(Reuters) - Video rental company Netflix Inc said late on Monday that it raised $400 million in fresh capital by selling convertible debt to long-time backer Technology Crossover Ventures and stock to funds managed by T. Rowe Price.
Netflix has lost about two-thirds of its market value since the company's shares touched a high of almost $300 in July.
The company, which had $159.2 million in cash and cash equivalents at the end of September, has struggled to renegotiate video content deals. It has also lost subscribers and warned of a first-quarter loss.
The $200 million note sale and the $200 million stock sale will help the company replenish its war chest.
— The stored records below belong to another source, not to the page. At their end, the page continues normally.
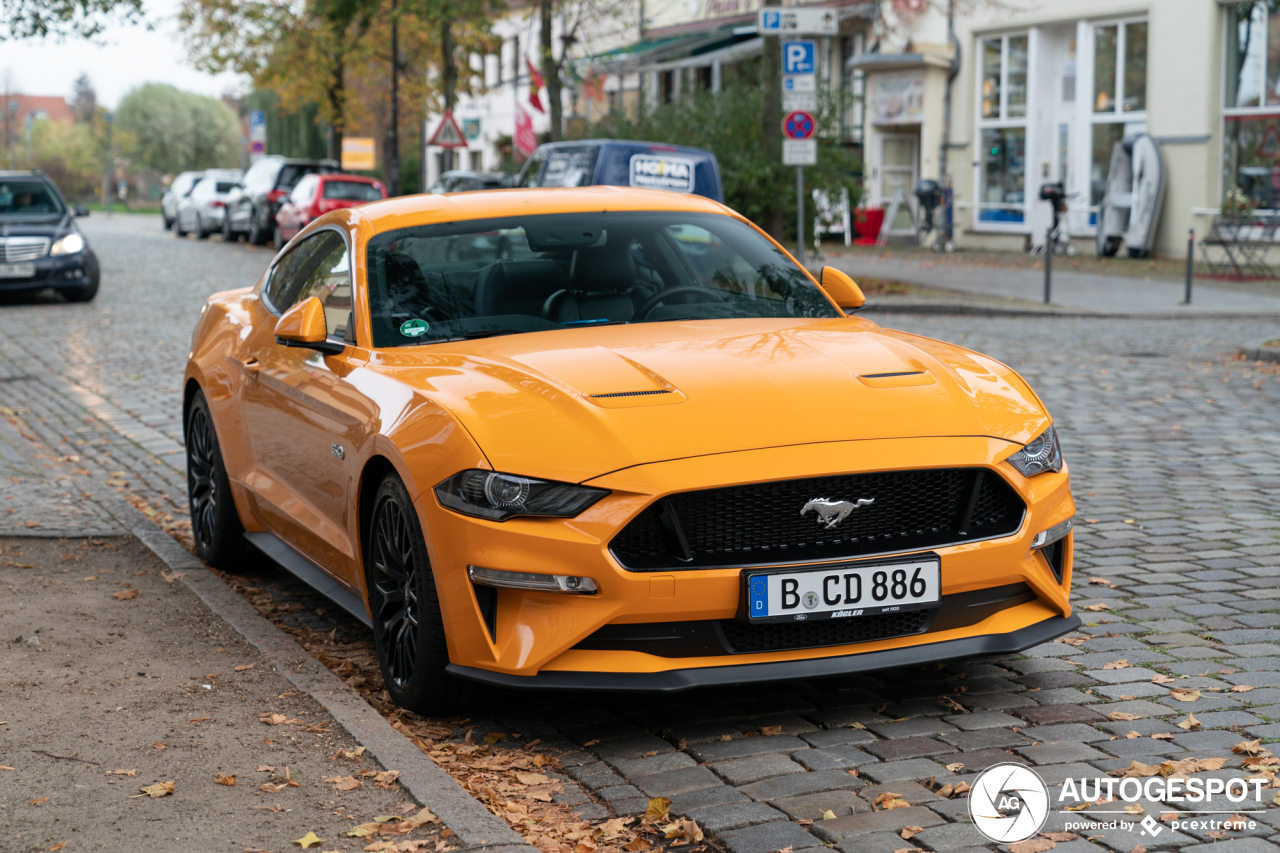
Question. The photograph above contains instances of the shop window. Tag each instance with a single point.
(1004, 167)
(1251, 121)
(1120, 68)
(1119, 96)
(1002, 124)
When Netflix Chief Executive Reed Hastings "said hey I'm going to double content spend in 2012, we couldn't see how it could happen. It was blowing up our model ... But if they really had to go out and double content spend, he had to do something to get the cash," UBS analyst Brian Fitzgerald told Reuters.
"It's necessary for the company because they have to get some content ahead of the launches in the UK and Ireland."
As part of the agreement, TCV will receive zero-coupon notes, due in 2018, that convert to Netflix common stock at a price of about $85.80 per share.
Fitzgerald said the valuation of the private placement was indicative of the risk attached to the company's business model.
"The problem with the stock is you have other deep pocketed technology companies like Amazon, Google, Apple and even the incumbent MSOs (cable companies) and companies like HBO Go, and they are all starting to get their content out just as ubiquitously as Netflix," he said. HBO Go is an online streaming HBO service.
"I think that the riskiness to the model is baked into that $85 share price."
The deal required Netflix to raise at least $200 million by selling common stock to other, unaffiliated investors, according to a filing with the Securities and Exchange Commission.
It met that obligation by selling the T. Rowe Price funds 2.86 million shares at $70 per share.
Shares of Netflix fell 0.6 percent to $74 in extended trade on Monday.
TCV, a leading venture capital firm, has been an investor in Netflix for many years. TCV co-founder Jay Hoag is on Netflix's board.